The smaller size also naturally creates smaller space, where the bulk of hockey is played at every level.

“The best players need to learn to play from the get-go in small areas, in tight spaces and without much time and space because that’s the game, that’s where it’s going,” said Terwilliger. “So not only is it better for skills, but you’re also given more chances to operate in those tight areas and make quick decisions.

“It’s not only good for your weaker players as far as being engaged and touching the puck more, but for the better players as well. They’re having to battle through versus making one move and skating to the other side five feet down the ice on the breakaway because they’re faster or bigger. That kid is still going to be good in a cross-ice or half-ice game, but it’s going to be better for development to learn to work in a smaller space.”

Benefit 2: Puck Touches

According to a USA Hockey study supported by the NHL, compared to a full ice sheet, players on smaller ice have:

  • 2x the amount of puck touches
  • 2x the amount of pass attempts
  • 6x the amount of shot attempts
  • 5x the amount of passes received
  • 2x the amount of puck battles
  • 2x the amount of direction changes
  • Goalies have 4x more shots per minute

“Smaller ice gives you much more activity and reps for the kids, so they get more touches on the puck, more touches to pass, more touches to shoot and score more goals which is fun,” Terwilliger said.

Benefit 3: Fun

Cross-ice engages players in a number of different ways. Gone are the days of long drill lines and standing around. What’s the fun in that?

“The more they stand around, then you’re monitoring behaviors,” said Terwilliger. “Station-based or cross-ice games, more kids are active and moving so there’s less of that behavior management stuff to do which makes it more fun for everybody as well.

“It does make you cringe when you walk into a rink and see 20 kids at any age standing around, while two kids are moving in a drill. That’s just a recipe for kids losing engagement and not having fun. Also, that’s not going to improve their skills.”

Benefit 4: Body Contact

That small space benefit we talked about? It also creates natural bumping and body contact, a skill coaches should encourage from 8U on up even before the age-appropriate checking level.

“We call it competitive contact, and we want the kids to get used to bumping and having competitive contact at a young age of 8U and 10U so that they can start to learn about angling and different concepts like that,” Terwilliger said. “If you watch good hockey at 10U and 12U and the upper level girls, all their players are bumping. There’s a little bit of rubbing out and competitive contact, and I think the smaller surface lends itself to teaching kids that crucial skill at each stage of their development.”

Benefit 5: Cost Cutting

Minnesota Hockey’s community-based model already keeps hockey affordable compared to other states, but cross-ice keeps even more money in your pocket courtesy of ice sharing.
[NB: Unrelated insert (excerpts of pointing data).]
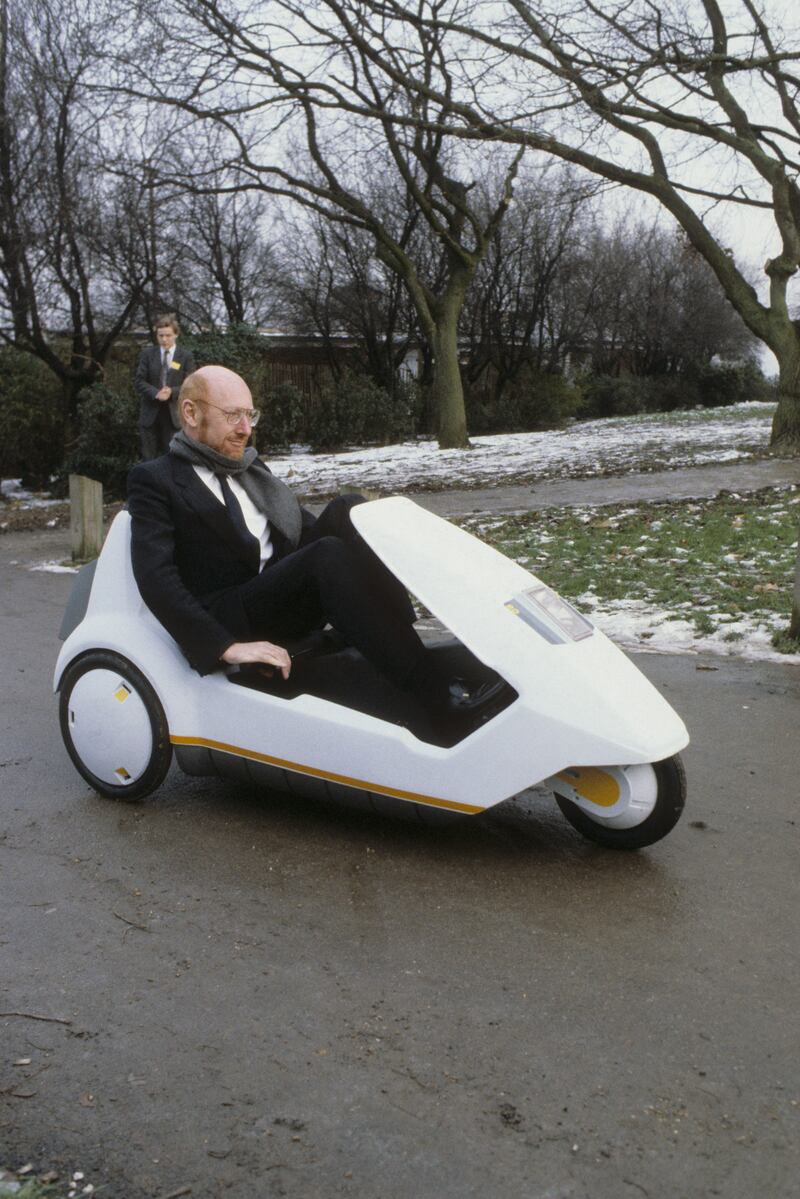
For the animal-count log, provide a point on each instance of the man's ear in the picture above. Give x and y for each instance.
(188, 414)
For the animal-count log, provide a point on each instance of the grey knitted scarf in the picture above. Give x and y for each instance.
(268, 493)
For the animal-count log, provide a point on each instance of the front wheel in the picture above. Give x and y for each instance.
(113, 725)
(623, 807)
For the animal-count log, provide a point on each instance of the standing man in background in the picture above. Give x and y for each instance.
(160, 373)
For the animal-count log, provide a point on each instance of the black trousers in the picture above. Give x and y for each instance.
(155, 438)
(335, 578)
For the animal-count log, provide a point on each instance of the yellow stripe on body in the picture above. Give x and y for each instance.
(593, 784)
(359, 783)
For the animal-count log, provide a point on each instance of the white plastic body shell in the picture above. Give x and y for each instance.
(581, 702)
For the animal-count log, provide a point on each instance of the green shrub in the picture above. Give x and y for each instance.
(107, 444)
(354, 410)
(612, 396)
(533, 401)
(32, 423)
(721, 385)
(283, 416)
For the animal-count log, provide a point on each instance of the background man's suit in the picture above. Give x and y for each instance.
(158, 419)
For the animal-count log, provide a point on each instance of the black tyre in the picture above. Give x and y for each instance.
(671, 796)
(113, 725)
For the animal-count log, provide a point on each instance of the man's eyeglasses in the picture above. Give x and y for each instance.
(234, 415)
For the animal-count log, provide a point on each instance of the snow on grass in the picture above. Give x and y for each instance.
(711, 576)
(583, 450)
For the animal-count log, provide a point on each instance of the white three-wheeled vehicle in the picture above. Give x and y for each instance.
(584, 722)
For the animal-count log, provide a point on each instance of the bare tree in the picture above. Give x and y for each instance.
(226, 271)
(334, 283)
(506, 314)
(290, 66)
(70, 260)
(692, 103)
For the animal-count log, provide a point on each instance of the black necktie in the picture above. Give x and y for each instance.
(234, 508)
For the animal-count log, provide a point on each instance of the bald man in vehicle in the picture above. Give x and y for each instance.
(234, 568)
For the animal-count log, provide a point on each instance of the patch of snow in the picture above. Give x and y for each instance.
(54, 568)
(584, 450)
(635, 625)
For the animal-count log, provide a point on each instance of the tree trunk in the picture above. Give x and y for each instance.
(786, 423)
(446, 387)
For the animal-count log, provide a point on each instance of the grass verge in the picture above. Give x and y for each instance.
(721, 567)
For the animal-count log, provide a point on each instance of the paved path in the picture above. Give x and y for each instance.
(689, 482)
(266, 996)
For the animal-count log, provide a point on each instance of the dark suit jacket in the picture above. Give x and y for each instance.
(146, 381)
(190, 559)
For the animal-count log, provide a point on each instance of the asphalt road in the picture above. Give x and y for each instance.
(253, 995)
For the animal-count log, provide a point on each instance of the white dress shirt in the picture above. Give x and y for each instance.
(256, 520)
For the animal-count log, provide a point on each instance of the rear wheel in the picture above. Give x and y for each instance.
(655, 795)
(113, 725)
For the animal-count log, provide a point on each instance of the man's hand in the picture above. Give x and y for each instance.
(258, 651)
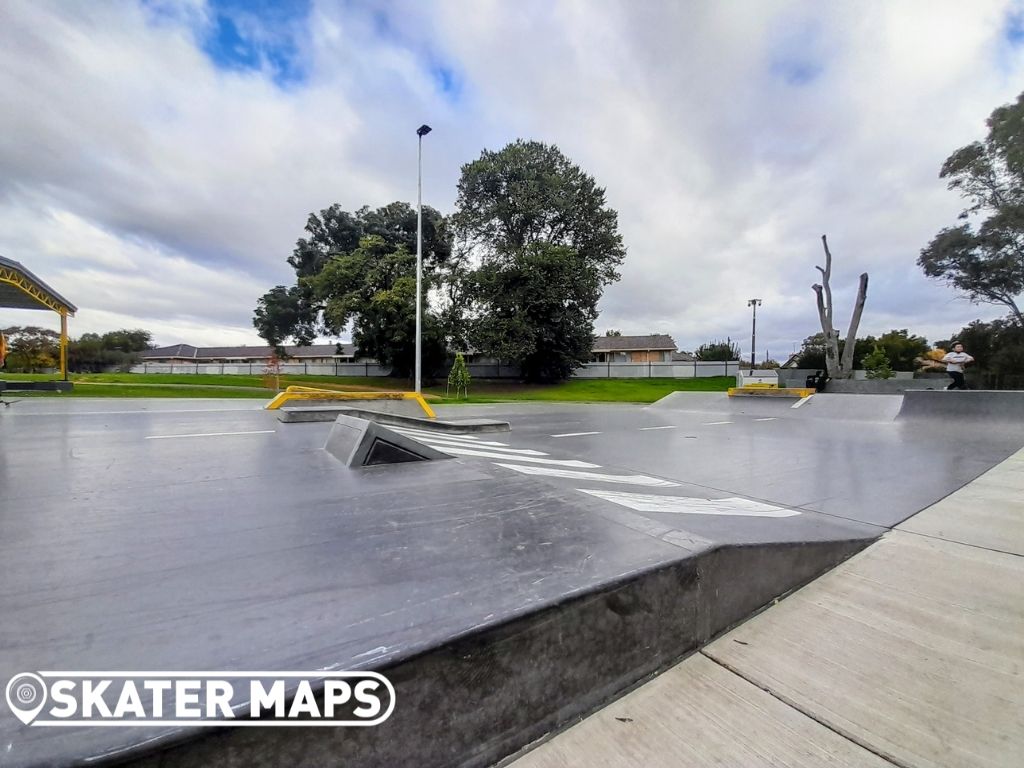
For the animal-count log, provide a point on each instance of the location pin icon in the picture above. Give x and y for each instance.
(26, 695)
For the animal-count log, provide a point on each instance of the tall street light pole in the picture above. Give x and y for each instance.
(422, 131)
(754, 331)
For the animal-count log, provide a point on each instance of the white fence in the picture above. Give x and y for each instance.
(257, 369)
(696, 370)
(476, 370)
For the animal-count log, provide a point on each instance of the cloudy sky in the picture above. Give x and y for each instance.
(159, 158)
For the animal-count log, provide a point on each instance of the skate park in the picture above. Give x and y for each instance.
(525, 580)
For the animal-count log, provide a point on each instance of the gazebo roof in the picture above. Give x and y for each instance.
(19, 289)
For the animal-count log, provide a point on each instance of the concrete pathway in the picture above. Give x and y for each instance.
(910, 653)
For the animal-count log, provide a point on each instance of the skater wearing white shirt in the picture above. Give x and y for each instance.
(954, 366)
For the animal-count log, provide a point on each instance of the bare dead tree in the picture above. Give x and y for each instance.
(838, 368)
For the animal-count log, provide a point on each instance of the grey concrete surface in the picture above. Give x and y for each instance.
(206, 535)
(300, 415)
(987, 513)
(696, 715)
(911, 648)
(907, 654)
(192, 535)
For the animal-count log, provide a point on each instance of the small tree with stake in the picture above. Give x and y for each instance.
(458, 377)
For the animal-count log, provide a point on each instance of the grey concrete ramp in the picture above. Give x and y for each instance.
(313, 414)
(1003, 407)
(865, 408)
(501, 607)
(359, 442)
(907, 654)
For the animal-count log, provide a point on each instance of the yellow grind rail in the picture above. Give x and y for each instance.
(311, 393)
(763, 391)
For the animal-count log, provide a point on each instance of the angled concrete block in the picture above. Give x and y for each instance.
(359, 442)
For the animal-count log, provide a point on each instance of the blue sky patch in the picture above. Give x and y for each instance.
(1013, 29)
(257, 35)
(797, 71)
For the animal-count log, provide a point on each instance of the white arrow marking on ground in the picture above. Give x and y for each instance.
(426, 433)
(688, 506)
(206, 434)
(444, 444)
(577, 475)
(459, 451)
(454, 440)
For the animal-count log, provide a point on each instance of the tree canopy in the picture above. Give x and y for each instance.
(984, 256)
(374, 289)
(541, 243)
(718, 351)
(347, 245)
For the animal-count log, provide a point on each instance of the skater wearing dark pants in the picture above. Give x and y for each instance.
(954, 366)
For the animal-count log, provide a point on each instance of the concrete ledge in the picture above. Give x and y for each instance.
(763, 391)
(331, 413)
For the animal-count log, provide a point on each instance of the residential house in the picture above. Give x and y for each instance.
(654, 348)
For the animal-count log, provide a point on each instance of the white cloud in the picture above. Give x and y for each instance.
(160, 190)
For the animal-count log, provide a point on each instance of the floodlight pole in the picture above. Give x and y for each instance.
(422, 131)
(754, 331)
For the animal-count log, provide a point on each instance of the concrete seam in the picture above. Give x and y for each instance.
(957, 543)
(891, 759)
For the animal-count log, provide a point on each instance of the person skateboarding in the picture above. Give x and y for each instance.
(954, 366)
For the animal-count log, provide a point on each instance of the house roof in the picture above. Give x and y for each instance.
(634, 343)
(187, 351)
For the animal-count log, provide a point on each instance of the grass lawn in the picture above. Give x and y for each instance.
(211, 385)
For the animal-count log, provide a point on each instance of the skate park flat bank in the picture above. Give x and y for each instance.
(519, 584)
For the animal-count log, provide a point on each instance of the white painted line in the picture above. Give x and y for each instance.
(444, 444)
(689, 506)
(430, 433)
(141, 412)
(207, 434)
(451, 440)
(459, 451)
(578, 475)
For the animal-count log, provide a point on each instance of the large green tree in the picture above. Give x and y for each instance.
(543, 244)
(95, 352)
(984, 255)
(32, 348)
(718, 351)
(297, 311)
(373, 288)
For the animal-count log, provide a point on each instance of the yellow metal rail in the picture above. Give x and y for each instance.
(763, 391)
(311, 393)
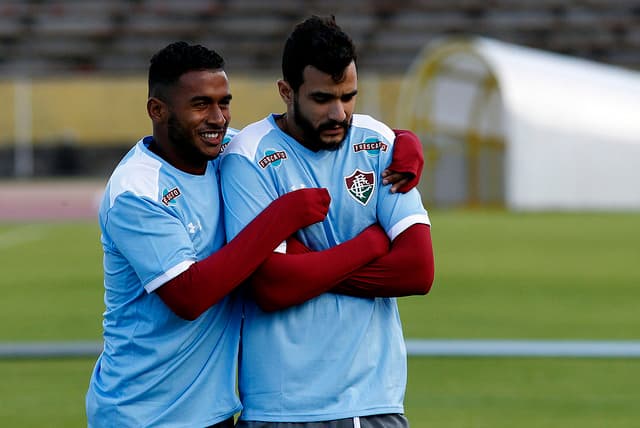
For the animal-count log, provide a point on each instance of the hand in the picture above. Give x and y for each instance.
(376, 240)
(303, 207)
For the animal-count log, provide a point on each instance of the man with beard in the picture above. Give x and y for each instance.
(322, 342)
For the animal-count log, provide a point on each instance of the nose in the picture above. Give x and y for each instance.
(337, 111)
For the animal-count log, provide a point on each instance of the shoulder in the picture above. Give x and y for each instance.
(370, 135)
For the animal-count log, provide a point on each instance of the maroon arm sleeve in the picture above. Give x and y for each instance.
(206, 282)
(408, 269)
(289, 279)
(407, 157)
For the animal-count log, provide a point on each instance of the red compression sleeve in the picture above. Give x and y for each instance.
(206, 282)
(290, 279)
(408, 269)
(407, 157)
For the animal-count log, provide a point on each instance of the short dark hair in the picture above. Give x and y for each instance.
(319, 42)
(176, 59)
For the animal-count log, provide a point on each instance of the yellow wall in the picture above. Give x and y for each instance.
(112, 110)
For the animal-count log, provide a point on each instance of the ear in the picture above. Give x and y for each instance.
(286, 92)
(156, 109)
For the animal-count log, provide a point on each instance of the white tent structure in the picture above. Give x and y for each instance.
(524, 128)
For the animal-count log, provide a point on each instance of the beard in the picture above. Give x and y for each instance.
(311, 134)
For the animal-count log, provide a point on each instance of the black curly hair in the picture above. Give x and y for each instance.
(320, 42)
(176, 59)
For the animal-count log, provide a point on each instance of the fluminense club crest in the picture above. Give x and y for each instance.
(361, 185)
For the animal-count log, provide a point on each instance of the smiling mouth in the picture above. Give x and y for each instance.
(212, 137)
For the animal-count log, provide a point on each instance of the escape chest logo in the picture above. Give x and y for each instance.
(169, 196)
(272, 157)
(371, 145)
(361, 185)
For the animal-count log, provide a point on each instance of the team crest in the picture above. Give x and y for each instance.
(272, 157)
(361, 185)
(169, 196)
(371, 145)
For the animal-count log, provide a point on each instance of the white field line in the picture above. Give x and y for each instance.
(415, 347)
(21, 235)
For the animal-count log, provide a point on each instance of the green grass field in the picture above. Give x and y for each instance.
(498, 275)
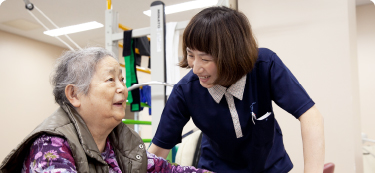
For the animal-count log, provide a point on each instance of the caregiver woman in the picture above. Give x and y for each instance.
(229, 93)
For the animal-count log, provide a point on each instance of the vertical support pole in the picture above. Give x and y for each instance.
(136, 126)
(110, 28)
(157, 27)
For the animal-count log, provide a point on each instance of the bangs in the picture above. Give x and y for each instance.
(200, 36)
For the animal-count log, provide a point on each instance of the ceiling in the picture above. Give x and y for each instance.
(70, 12)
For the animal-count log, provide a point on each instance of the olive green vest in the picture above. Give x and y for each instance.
(66, 122)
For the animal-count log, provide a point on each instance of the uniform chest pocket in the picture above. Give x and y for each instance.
(263, 129)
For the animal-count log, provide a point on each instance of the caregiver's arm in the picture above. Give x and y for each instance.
(158, 151)
(312, 129)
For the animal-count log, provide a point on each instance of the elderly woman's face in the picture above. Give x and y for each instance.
(106, 100)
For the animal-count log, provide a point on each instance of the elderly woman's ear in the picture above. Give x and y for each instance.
(72, 95)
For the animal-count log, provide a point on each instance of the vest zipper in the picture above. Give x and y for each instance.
(129, 166)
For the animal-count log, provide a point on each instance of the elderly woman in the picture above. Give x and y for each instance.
(86, 133)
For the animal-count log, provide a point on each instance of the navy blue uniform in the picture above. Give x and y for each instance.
(261, 148)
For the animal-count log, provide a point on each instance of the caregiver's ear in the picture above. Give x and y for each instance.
(71, 93)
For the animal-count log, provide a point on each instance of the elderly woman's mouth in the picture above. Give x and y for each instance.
(119, 103)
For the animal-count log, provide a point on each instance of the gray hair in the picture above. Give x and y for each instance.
(77, 68)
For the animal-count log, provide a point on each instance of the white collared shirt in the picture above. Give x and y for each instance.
(236, 90)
“Our associations are doing better and better every year about having shared practices. You don’t see as much solo ice as you used to,” said Terwilliger. “I think it brings more energy and life to the practice as well. Most coaches I know would rather run a practice with 25 players rather than 9 or 10 or 12 based on just the energy and ability to do things in small groups.

“We’re lucky in Minnesota that it’s community-based so it helps keep our costs down right off the bat anyway, but if you do that along with an association that’s good at sharing ice and steering cost that way, every time you can reduce fees by a $100 or $200, that’s a big deal. That can make all the difference for some families for their kids to play.”

Bonus Benefit: Did We Say Fun?

“Honestly the benefits are endless,” reminded Terwilliger. “It’s about skill and development but really it’s about fun. Every element of cross-ice hockey brings in that element of fun which is one of the pillars of why we play, coach and teach this game.”